If the full-on science interests you, then the main polyphenol in walnuts is an ellagitannin called pedunculagin! But the take-home message is that ellagitannin polyphenols have well-evidenced anti-inflammatory and antioxidant activity in the body. The 2017 scientific review points out that several studies suggest their potential for protecting against the initiation and progression of various diseases – including: degenerative diseases of the nervous system; cardiovascular diseases; and cancer.
Recipe for Low-Carb Christmas Pudding
Recipe for Low-Carb Christmas Pudding
Low-Carb. Free From Gluten, Grains, Added Sugar & Artificial Sweeteners.
- 100g (1 US cup) ground almonds
- 1 egg
- 100g (¼ cup) mix of your choice of 2 or 3 different types of frozen lower-carb fruits i.e. choose from cranberries; roughly chopped cherries; and/or blueberries (strawberries and raspberries will also keep the carb count low – but don’t taste ‘Christmassy’ enough for my taste!).
- 100g (3/4 cup) carrot, grated
- 10g (about 4 halves) roughly chopped walnuts
- 2 tbsp butter, melted and cooled a little
- 1 tbsp double (heavy) cream
- 1 tsp baking powder
- 1 tsp raw natural cacao powder (gives it colour)
- 2 tbsp (to taste) erythritol sugar substitute e.g. Sukrin (UK) or Swerve (US) (or use xylitol)
- 3 tsp mixed spice/pumpkin spice (or create your own blend – I used ½ tsp ground nutmeg, 1 tsp ground ginger, and 1½ tsps cinnamon)
- Zest of one orange
- 30ml (1/8 cup) brandy or dark rum (optional)

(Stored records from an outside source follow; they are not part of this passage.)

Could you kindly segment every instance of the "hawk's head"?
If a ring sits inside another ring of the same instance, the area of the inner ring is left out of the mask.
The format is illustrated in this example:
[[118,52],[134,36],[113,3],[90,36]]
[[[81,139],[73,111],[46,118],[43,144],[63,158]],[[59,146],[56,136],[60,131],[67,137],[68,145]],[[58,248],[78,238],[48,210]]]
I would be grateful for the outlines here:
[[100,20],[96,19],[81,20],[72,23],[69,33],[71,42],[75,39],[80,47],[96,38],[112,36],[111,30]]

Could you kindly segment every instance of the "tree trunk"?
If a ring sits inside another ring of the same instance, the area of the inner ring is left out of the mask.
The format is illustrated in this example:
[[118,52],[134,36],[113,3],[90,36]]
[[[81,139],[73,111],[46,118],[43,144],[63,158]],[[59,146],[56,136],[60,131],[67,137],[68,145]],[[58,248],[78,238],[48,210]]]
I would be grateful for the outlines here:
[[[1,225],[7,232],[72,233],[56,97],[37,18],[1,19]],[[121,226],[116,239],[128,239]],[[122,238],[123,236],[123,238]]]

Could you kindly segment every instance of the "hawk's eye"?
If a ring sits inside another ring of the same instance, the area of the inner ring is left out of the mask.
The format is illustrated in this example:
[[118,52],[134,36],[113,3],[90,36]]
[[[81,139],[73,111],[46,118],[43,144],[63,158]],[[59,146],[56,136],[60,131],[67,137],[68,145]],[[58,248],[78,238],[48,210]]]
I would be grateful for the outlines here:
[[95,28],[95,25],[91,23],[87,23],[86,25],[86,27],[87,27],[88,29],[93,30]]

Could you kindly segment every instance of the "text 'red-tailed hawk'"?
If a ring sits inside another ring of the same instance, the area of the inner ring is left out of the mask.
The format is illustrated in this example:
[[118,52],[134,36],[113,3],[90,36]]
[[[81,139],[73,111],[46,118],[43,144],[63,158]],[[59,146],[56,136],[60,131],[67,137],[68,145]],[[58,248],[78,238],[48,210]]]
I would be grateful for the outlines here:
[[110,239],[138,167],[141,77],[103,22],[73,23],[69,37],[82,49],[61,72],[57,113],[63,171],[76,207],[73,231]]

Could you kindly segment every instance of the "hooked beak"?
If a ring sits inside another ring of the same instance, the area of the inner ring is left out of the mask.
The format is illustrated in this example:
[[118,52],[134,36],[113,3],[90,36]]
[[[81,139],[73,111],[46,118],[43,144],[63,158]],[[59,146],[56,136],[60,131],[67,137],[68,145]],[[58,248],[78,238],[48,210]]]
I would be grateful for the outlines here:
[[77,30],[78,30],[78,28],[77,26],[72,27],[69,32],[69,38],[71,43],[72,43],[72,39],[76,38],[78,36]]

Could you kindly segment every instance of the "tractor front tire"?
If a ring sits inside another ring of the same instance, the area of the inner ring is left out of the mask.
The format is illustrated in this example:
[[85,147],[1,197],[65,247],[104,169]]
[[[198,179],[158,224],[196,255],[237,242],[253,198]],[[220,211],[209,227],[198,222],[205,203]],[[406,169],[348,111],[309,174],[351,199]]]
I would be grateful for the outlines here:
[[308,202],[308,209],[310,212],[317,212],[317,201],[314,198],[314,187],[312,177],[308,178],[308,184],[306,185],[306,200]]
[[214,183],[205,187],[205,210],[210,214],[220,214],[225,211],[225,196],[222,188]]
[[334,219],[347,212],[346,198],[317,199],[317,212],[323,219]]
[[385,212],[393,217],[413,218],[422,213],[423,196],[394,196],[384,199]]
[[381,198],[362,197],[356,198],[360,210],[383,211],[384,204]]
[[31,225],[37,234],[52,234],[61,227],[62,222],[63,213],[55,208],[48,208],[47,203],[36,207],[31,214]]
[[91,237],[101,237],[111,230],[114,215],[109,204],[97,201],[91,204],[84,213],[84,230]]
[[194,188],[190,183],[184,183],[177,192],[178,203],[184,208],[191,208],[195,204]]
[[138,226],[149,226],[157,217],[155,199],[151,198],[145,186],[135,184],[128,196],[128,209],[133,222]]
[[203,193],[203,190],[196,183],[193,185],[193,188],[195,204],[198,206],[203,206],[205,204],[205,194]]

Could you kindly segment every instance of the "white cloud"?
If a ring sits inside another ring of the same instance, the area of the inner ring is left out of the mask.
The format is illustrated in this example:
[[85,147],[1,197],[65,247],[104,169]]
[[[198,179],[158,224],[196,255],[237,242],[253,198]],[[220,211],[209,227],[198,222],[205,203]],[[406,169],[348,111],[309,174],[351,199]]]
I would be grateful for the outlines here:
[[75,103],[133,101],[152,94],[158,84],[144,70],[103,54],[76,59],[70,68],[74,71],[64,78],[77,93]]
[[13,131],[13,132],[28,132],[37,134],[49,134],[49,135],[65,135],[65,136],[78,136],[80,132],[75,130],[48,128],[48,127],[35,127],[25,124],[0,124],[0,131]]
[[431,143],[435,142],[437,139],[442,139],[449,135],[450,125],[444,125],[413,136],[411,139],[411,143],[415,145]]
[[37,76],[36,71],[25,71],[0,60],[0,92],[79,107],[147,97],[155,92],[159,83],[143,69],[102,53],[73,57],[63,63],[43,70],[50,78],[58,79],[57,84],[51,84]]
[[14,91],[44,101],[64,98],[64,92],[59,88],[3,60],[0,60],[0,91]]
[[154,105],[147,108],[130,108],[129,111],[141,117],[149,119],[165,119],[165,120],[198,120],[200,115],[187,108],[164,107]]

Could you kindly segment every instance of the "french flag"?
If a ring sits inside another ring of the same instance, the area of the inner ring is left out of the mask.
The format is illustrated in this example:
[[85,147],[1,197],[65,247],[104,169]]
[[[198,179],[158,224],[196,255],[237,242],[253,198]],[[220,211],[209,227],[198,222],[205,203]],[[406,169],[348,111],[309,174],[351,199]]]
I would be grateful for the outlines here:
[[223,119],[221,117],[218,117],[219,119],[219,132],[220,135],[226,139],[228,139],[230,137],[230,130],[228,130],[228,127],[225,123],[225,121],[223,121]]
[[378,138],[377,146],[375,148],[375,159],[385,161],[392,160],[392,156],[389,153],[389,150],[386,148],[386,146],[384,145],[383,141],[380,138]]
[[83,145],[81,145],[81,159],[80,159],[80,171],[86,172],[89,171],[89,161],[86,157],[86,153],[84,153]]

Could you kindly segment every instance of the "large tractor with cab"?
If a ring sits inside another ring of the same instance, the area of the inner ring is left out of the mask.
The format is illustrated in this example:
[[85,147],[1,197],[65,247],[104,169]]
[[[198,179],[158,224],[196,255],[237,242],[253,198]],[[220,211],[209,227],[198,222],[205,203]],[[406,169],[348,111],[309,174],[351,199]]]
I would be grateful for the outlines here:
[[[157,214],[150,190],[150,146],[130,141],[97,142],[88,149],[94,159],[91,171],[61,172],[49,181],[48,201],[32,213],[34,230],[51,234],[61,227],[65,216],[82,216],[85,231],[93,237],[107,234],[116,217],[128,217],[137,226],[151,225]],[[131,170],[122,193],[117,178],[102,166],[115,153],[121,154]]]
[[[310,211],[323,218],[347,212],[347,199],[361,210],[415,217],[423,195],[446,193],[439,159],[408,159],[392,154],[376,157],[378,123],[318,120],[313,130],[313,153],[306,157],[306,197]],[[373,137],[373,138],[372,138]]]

- Mix together all the dry ingredients (ground almonds, walnuts, baking powder, cacao powder, sweetener) with the carrot, fruit and orange zest. Then add the egg, melted butter and cream, and mix well.

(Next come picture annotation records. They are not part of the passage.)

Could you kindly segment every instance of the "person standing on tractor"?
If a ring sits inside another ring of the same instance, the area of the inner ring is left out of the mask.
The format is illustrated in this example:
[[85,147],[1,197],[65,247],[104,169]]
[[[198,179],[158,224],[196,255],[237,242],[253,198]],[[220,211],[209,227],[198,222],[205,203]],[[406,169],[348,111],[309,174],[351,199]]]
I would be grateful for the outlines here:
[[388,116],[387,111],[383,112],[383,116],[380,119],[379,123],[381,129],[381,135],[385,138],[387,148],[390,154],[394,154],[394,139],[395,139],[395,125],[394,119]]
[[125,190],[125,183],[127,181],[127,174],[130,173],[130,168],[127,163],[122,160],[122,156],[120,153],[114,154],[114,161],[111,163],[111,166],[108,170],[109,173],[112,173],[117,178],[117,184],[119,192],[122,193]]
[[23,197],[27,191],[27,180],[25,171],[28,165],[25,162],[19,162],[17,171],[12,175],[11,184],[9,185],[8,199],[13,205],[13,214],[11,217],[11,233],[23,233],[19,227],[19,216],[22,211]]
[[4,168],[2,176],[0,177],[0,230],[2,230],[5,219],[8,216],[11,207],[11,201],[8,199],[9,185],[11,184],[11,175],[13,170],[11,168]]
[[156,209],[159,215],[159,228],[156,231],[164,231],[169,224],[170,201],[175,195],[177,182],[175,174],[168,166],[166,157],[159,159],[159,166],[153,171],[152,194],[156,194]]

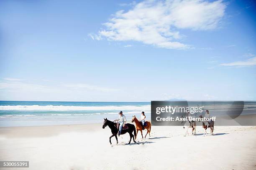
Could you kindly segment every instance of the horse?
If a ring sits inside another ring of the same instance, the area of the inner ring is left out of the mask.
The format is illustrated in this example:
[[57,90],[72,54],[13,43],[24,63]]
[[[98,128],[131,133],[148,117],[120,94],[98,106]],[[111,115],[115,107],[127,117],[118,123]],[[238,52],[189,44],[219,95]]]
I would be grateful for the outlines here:
[[[203,118],[203,117],[202,115],[200,115],[199,116],[199,118],[202,119],[202,118]],[[210,120],[207,121],[207,122],[209,124],[208,128],[211,128],[211,135],[212,135],[212,133],[213,133],[213,128],[214,127],[214,121],[213,120]]]
[[206,130],[207,129],[207,125],[205,125],[204,122],[202,122],[203,124],[203,128],[205,130],[205,131],[204,132],[204,136],[205,136],[205,135],[206,134],[206,136],[207,136],[207,131]]
[[[103,122],[103,124],[102,126],[102,129],[104,129],[107,126],[108,126],[109,128],[110,128],[111,130],[111,132],[112,133],[112,135],[109,137],[109,142],[110,145],[112,144],[112,143],[111,143],[111,138],[113,136],[115,137],[115,139],[116,139],[116,144],[117,145],[118,143],[118,140],[117,135],[119,130],[118,129],[116,126],[116,123],[108,120],[107,118],[106,118],[106,119],[104,118],[104,121]],[[123,135],[128,132],[130,135],[130,141],[129,141],[128,144],[130,144],[131,143],[132,138],[133,140],[134,143],[136,143],[136,142],[134,140],[134,136],[135,136],[135,139],[136,139],[136,136],[137,135],[135,130],[135,126],[134,125],[130,123],[126,123],[125,126],[127,126],[128,128],[126,129],[122,129],[120,135]],[[134,135],[133,135],[133,132],[134,132]]]
[[[142,139],[143,139],[143,135],[142,135],[142,126],[141,124],[141,122],[137,119],[137,118],[135,117],[135,115],[133,116],[133,118],[132,119],[132,122],[135,122],[135,125],[136,125],[136,132],[138,134],[138,131],[139,130],[141,131],[141,136],[142,136]],[[151,131],[151,123],[148,121],[145,122],[145,124],[144,125],[146,125],[144,128],[147,130],[147,134],[145,135],[145,138],[146,138],[148,133],[148,135],[149,135],[149,137],[150,137],[150,131]],[[136,137],[135,137],[135,139],[136,139]]]
[[[182,115],[181,117],[181,118],[183,118],[183,115]],[[187,122],[187,121],[186,121]],[[186,122],[185,122],[185,123],[186,123]],[[189,123],[189,125],[187,125],[187,130],[186,130],[186,133],[185,133],[185,136],[187,136],[187,135],[189,135],[189,133],[188,133],[188,129],[189,128],[192,128],[192,135],[195,135],[195,132],[196,132],[196,130],[195,130],[195,128],[196,128],[196,122],[194,121],[194,120],[192,120],[191,121],[189,121],[188,122]],[[182,120],[182,121],[181,122],[181,123],[183,123],[183,120]],[[185,127],[184,127],[184,126],[183,126],[183,128],[185,128]]]

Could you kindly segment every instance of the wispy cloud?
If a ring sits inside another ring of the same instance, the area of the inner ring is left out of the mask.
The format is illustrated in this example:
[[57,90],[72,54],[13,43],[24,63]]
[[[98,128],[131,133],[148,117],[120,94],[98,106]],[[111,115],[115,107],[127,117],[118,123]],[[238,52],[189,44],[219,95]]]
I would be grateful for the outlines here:
[[74,89],[86,89],[92,90],[97,90],[102,92],[109,92],[113,91],[119,91],[120,90],[107,88],[101,87],[98,87],[95,85],[92,85],[87,84],[69,84],[64,85],[64,87],[74,88]]
[[88,35],[92,40],[101,40],[101,36],[100,35],[90,33]]
[[61,82],[42,80],[45,82],[38,82],[38,80],[21,81],[21,79],[4,78],[0,80],[0,90],[2,91],[26,91],[43,92],[63,91],[76,90],[84,92],[86,90],[103,92],[118,91],[119,89],[90,85],[87,84],[64,84]]
[[227,48],[230,48],[230,47],[236,47],[236,45],[225,45],[224,47],[226,47]]
[[18,78],[4,78],[3,79],[3,80],[7,80],[7,81],[23,81],[24,80],[22,80],[22,79],[19,79]]
[[238,61],[227,63],[223,63],[220,64],[220,65],[231,67],[246,67],[256,65],[256,56],[254,55],[250,55],[250,56],[253,57],[243,61]]
[[133,1],[131,3],[122,3],[119,4],[119,5],[121,7],[124,7],[126,6],[133,6],[135,5],[136,4],[136,1]]
[[146,0],[128,12],[117,12],[105,28],[93,40],[105,37],[109,40],[141,42],[159,48],[187,49],[191,46],[181,42],[178,29],[193,30],[217,28],[224,15],[225,4],[222,0]]

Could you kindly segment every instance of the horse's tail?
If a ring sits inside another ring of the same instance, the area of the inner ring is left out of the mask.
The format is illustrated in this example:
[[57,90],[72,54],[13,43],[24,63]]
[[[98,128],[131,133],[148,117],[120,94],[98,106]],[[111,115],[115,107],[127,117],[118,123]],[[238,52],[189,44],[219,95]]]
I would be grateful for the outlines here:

- If you’re going to use it, add the brandy/rum at this point and stir again (I find this loosens the mixture nicely for easier transference to its cooking receptacle). Taste for sweetness, and if you think it’s needed, add a little more erythritol and stir once more.
- Microwave cooking method: Grease a microwaveable pudding basin with butter, and transfer the mixture to it.
- Microwave, covered, at 800W for 8 minutes.
- Leave the pudding to rest for a minute. If any sogginess remains in the middle, then return the pudding to the microwave for one more minute. Skip to step 8.
- Cooking method for steam-baking (in a bain-marie): Grease an oven-proof pudding basin with butter, and transfer the pudding mixture to it. Cover the top of the pudding basin tightly in tin foil. Then sit it in a roasting tin in a couple of inches of hot water. Make sure the foil lid is well away from the water so that it doesn’t get into the pudding and make it soggy while it’s cooking.
- Roast the pudding for one hour at 180C/Fan 160C/350F/Gas Mark 4.
- Whichever cooking method you’ve used, once the pudding is done and firm in the middle, place an inverted plate on top of the pudding, and turn upside down to get it upright onto the plate.
- Serve Low-Carb Christmas Pudding immediately if you want it hot – but it’s also lovely cold. To keep it low-carb when serving, simply pour over double/heavy cream, or my low-carb rum/brandy sauce, or low-carb English custard. For non-low-carbers who just fancy this as a lighter healthier pudding, you can of course serve it with regular custard, sauce or ice cream – good quality vanilla goes great!